From mboxrd@z Thu Jan  1 00:00:00 1970
Return-Path: <linux-kernel-owner+willy=40w.ods.org-S1753629AbWKFUYu@vger.kernel.org>
Received: (majordomo@vger.kernel.org) by vger.kernel.org via listexpand
	id S1753629AbWKFUYu (ORCPT <rfc822;willy@w.ods.org>);
	Mon, 6 Nov 2006 15:24:50 -0500
Received: (majordomo@vger.kernel.org) by vger.kernel.org id S1753620AbWKFUYt
	(ORCPT <rfc822;linux-kernel-outgoing>);
	Mon, 6 Nov 2006 15:24:49 -0500
Received: from smtp.osdl.org ([65.172.181.4]:20353 "EHLO smtp.osdl.org")
	by vger.kernel.org with ESMTP id S1752549AbWKFUYs (ORCPT
	<rfc822;linux-kernel@vger.kernel.org>);
	Mon, 6 Nov 2006 15:24:48 -0500
Date: Mon, 6 Nov 2006 12:24:46 -0800
From: Andrew Morton <akpm@osdl.org>
To: Christoph Lameter <clameter@sgi.com>
Cc: linux-kernel@vger.kernel.org
Subject: Re: Avoid allocating during interleave from almost full nodes
Message-Id: <20061106122446.8269f7bc.akpm@osdl.org>
In-Reply-To: <Pine.LNX.4.64.0611061207310.26685@schroedinger.engr.sgi.com>
References: <Pine.LNX.4.64.0611031256190.15870@schroedinger.engr.sgi.com>
	<20061103134633.a815c7b3.akpm@osdl.org>
	<Pine.LNX.4.64.0611031353570.16486@schroedinger.engr.sgi.com>
	<20061103143145.85a9c63f.akpm@osdl.org>
	<Pine.LNX.4.64.0611031622540.16997@schroedinger.engr.sgi.com>
	<20061103165854.0f3e77ad.akpm@osdl.org>
	<Pine.LNX.4.64.0611060846070.25351@schroedinger.engr.sgi.com>
	<20061106115925.1dd41a77.akpm@osdl.org>
	<Pine.LNX.4.64.0611061207310.26685@schroedinger.engr.sgi.com>
X-Mailer: Sylpheed version 2.2.7 (GTK+ 2.8.6; i686-pc-linux-gnu)
Mime-Version: 1.0
Content-Type: text/plain; charset=US-ASCII
Content-Transfer-Encoding: 7bit
Sender: linux-kernel-owner@vger.kernel.org
X-Mailing-List: linux-kernel@vger.kernel.org

On Mon, 6 Nov 2006 12:12:50 -0800 (PST)
Christoph Lameter <clameter@sgi.com> wrote:

> On Mon, 6 Nov 2006, Andrew Morton wrote:
> 
> > > It should do interleaving because the data is to be accessed from multiple 
> > > nodes.
> > 
> > I think you missed the point.
> > 
> > At present the code does interleaving by taking one page from each zone and
> > then advancing onto the next zone, yes?
> 
> s/zone/node/ then yes (zone == node if we just have a single zone).
> 
> > If so, this is pretty awful frmo a cache utilsiation POV.  it'd be much
> > better to take 16 pages from one zone before advancing onto the next one.
> 
> The L1/L2 cpu cache or the pageset hot / cold caches?

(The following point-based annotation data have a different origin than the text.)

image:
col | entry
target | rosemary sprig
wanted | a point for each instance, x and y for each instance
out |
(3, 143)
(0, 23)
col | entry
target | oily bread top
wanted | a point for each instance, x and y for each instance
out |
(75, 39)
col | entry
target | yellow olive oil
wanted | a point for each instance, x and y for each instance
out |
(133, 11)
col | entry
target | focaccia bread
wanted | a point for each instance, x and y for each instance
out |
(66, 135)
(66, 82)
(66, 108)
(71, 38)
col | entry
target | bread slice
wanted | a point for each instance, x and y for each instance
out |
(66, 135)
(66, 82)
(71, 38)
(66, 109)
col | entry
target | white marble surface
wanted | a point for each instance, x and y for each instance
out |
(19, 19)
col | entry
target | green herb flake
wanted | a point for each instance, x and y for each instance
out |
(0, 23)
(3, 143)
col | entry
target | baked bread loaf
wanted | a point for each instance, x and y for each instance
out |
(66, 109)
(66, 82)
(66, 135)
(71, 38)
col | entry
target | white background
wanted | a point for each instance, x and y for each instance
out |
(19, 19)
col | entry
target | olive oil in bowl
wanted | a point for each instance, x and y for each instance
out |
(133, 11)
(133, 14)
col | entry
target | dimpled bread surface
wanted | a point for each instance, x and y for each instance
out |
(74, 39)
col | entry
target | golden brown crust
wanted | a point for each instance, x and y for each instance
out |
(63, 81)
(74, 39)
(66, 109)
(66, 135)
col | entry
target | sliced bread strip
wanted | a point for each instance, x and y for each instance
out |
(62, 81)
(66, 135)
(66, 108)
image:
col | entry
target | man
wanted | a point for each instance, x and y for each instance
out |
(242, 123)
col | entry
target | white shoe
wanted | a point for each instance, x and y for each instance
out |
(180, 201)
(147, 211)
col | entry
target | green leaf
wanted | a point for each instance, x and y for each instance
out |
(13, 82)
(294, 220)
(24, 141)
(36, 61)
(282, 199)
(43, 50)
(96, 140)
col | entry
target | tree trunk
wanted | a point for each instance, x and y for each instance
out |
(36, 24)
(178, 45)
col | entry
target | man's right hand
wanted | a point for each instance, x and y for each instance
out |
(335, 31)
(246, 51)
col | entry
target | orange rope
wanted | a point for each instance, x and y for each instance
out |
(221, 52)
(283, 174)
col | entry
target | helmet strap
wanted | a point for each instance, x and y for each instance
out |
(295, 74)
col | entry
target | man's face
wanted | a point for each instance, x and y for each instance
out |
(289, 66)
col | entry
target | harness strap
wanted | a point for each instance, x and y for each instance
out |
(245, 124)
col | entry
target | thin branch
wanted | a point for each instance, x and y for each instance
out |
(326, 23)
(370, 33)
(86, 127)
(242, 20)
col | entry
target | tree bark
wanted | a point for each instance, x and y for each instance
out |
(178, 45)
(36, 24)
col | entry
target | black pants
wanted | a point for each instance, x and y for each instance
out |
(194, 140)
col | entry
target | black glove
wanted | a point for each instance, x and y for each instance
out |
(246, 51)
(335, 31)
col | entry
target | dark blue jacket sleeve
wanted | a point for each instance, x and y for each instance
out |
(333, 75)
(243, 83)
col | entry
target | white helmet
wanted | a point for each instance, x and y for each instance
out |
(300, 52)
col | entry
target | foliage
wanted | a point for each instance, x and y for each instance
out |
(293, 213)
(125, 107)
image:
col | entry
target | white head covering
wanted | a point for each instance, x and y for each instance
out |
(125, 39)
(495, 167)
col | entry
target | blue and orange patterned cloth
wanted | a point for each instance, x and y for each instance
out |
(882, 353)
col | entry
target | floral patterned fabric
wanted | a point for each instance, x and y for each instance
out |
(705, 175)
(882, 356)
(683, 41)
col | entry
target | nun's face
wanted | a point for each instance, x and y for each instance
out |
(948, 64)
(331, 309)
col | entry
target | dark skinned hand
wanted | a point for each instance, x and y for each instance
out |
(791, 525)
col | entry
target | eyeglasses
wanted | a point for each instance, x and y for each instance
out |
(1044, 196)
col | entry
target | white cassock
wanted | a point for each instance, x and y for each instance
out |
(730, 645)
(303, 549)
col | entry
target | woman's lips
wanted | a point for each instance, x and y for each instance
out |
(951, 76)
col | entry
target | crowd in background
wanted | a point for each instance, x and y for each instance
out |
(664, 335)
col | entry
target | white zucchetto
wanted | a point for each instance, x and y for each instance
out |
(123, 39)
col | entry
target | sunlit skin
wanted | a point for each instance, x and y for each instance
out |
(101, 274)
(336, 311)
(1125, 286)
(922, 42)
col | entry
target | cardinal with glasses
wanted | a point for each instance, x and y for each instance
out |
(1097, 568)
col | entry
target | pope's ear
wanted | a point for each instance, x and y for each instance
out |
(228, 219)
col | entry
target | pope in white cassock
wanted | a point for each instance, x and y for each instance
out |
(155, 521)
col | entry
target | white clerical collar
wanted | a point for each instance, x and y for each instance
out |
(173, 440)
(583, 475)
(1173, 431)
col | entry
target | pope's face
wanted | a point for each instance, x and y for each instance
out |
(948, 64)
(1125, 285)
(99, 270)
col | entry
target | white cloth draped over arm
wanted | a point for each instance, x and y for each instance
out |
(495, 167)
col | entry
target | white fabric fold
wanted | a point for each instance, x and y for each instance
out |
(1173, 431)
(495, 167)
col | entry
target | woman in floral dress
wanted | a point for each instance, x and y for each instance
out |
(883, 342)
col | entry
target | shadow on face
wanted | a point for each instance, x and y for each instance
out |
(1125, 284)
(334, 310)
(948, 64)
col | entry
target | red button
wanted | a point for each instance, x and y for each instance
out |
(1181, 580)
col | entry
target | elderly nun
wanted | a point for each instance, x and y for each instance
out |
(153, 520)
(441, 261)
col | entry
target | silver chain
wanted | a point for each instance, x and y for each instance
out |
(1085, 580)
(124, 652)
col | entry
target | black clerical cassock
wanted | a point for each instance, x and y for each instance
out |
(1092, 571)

I'm referring to the metadata rather than to the pages themselves: the zone
structure at least.  I bet there are a couple of cache misses in there.

> Take N pages 
> from a node instead of 1? That would mean we need to have more complex 
> interleaving logic that keeps track of how many pages we took.

It's hardly rocket science.  Stick a nid and a counter in the task_struct
for a simple implmentation.

> The number 
> of pages to take will vary depending on the size of the shared data. For 
> shared data areas that are just a couple of pages this wont work.

What is "shared data"?

> > > Clustering on a single node may create hotspots or imbalances. 
> > 
> > Umm, but that's exactly what the patch we're discussing will do.
> 
> Not if we have a set of remaining nodes.

Yes it is.  You're proposing taking an arbitrarily large number of
successive pages from the same node rather than interleaving the allocations.
That will create "hotspots or imbalances" (whatever they are).